As always, I break the first half of the client investment update letter into two parts: the timeless and enduring principles reinforced by these two years and then the consideration of current conditions.

General Principles

  • The economy cannot be consistently forecast or the market be consistently timed. Thus, we believe that the highest-probability method of capturing stocks' long-term return is simply to remain invested all the time. For us, stocks are generally in your later bucket and are usually earmarked for money you will not need for next ten years.
  • We are long-term owners of businesses, as opposed to speculators on the near-term trend of stock prices.
  • Though frequent and sometimes significant, decline in the mainstream stock market has always been surmounted, as America's most consistently successful companies ceaselessly innovate.
  • Long-term investment success most reliably depends on making a plan and acting continuously on that plan.
  • An investment policy based on anticipating (or reacting to) current economic, financial or political events/trends most often fails in the long run.

Current Commentary

  • The long-term disruptions and distortions resulting from the COVID pandemic are still working themselves out in the economy, the markets, and the society itself in ways that can't be predicted, much less rendered into coherent investment policy.
  • The central financial event in response to COVID was the Federal Reserve's 40% explosion in the M2 money supply. It predictably ignited a firestorm of inflation.
  • To stamp out that inflation, the Fed then implemented the sharpest, fastest interest rate spike in its 110-year history. Both bond and stock markets cratered in response.
  • Despite this, economic activity just about everywhere but in the housing sector has remained relatively robust; employment activity has, at least so far, been largely unaffected.
  • Inflation has decreased significantly, though not yet close to the Fed's 2% target. But prices for most goods and services remain elevated, straining middle-class budgets.
  • Capital markets have recovered significantly, as speculation now centers on when and how much the Fed may lower interest rates in 2024, and whether a recession may begin, whatever they do. These outcomes are unknowable—probably even to the Fed—and don't lend themselves to forming a rational long-term investment policy.
  • Significant uncertainties abound. Trends in the U.S. federal deficit and the national debt continue to appear unsustainable. Social Security and Medicare appear to be on paths to eventual insolvency unless reformed. The serial debt ceiling crisis continues, and a bitterly partisan presidential election looms. The markets will face significant challenges in the year just beginning—as they do every year.

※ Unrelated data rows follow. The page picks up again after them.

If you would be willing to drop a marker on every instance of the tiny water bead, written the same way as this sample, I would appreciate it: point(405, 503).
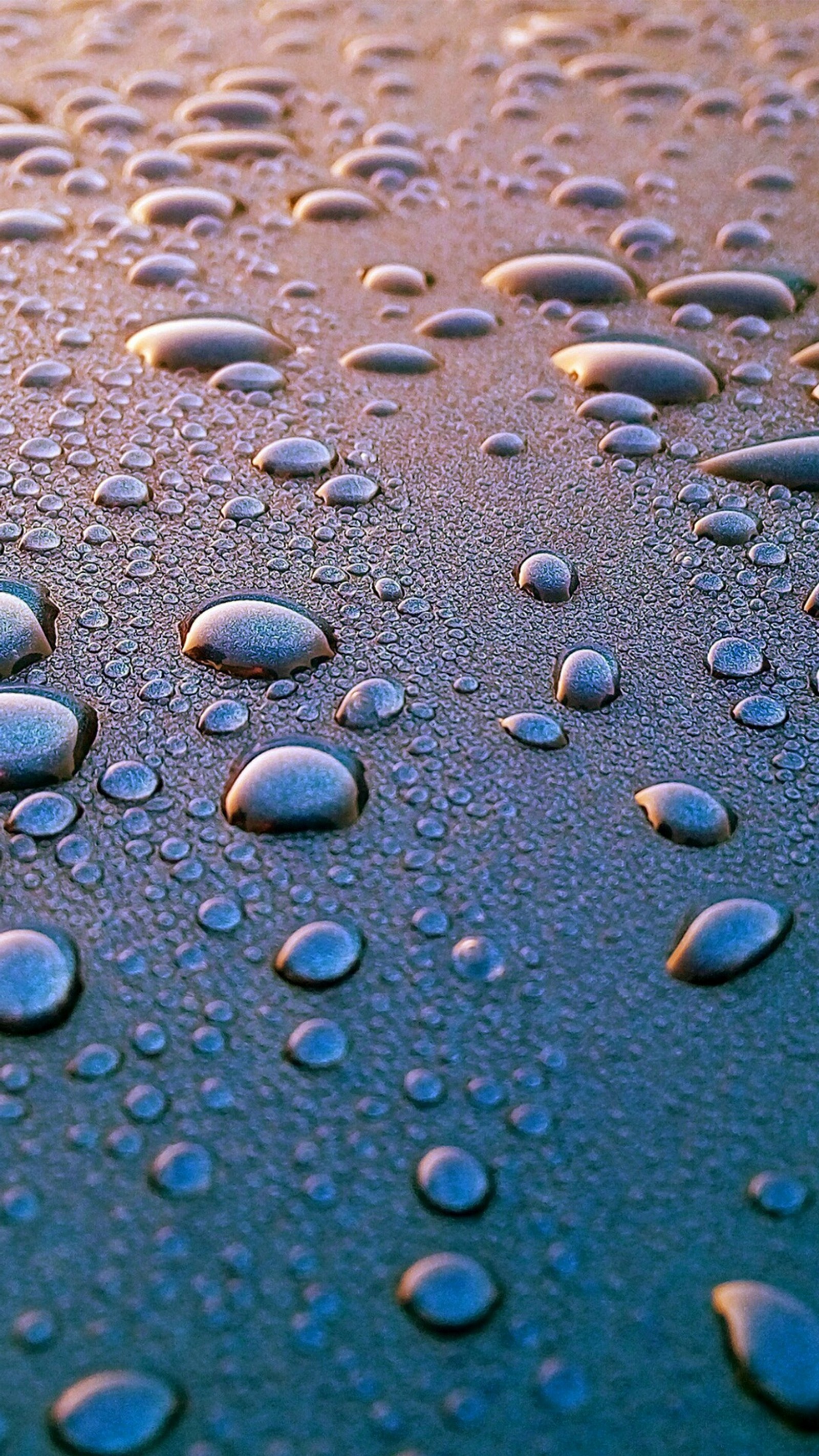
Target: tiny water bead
point(27, 627)
point(476, 958)
point(779, 1194)
point(256, 637)
point(44, 737)
point(296, 785)
point(793, 462)
point(652, 369)
point(574, 277)
point(587, 677)
point(547, 577)
point(726, 939)
point(115, 1413)
point(687, 815)
point(372, 704)
point(534, 730)
point(448, 1293)
point(40, 980)
point(316, 1044)
point(735, 658)
point(774, 1340)
point(182, 1171)
point(206, 344)
point(453, 1181)
point(319, 954)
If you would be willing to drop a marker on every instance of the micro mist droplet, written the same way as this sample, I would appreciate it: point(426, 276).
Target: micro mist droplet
point(296, 787)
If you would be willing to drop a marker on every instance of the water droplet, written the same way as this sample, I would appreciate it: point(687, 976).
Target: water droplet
point(115, 1413)
point(40, 980)
point(732, 293)
point(457, 324)
point(206, 344)
point(316, 1044)
point(685, 815)
point(735, 657)
point(391, 359)
point(728, 939)
point(178, 206)
point(476, 958)
point(448, 1292)
point(547, 577)
point(453, 1181)
point(654, 369)
point(256, 637)
point(574, 277)
point(296, 456)
point(320, 954)
point(372, 704)
point(793, 462)
point(774, 1340)
point(726, 527)
point(296, 785)
point(779, 1194)
point(587, 677)
point(534, 730)
point(44, 737)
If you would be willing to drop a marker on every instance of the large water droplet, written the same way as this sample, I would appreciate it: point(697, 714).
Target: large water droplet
point(728, 939)
point(296, 785)
point(256, 637)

My overall recommendations to you are what they were two years ago and what they've always been. Let's revisit your most important long-term financial goals soon. Stay with our current plan if those goals haven't changed. And if our program is staying the same, there'll probably be no compelling reason to alter your portfolio materially.

As always, I welcome your questions and comments and look forward to talking with you soon. Thank you again for the opportunity to serve you and your family. It's a privilege for me to do so.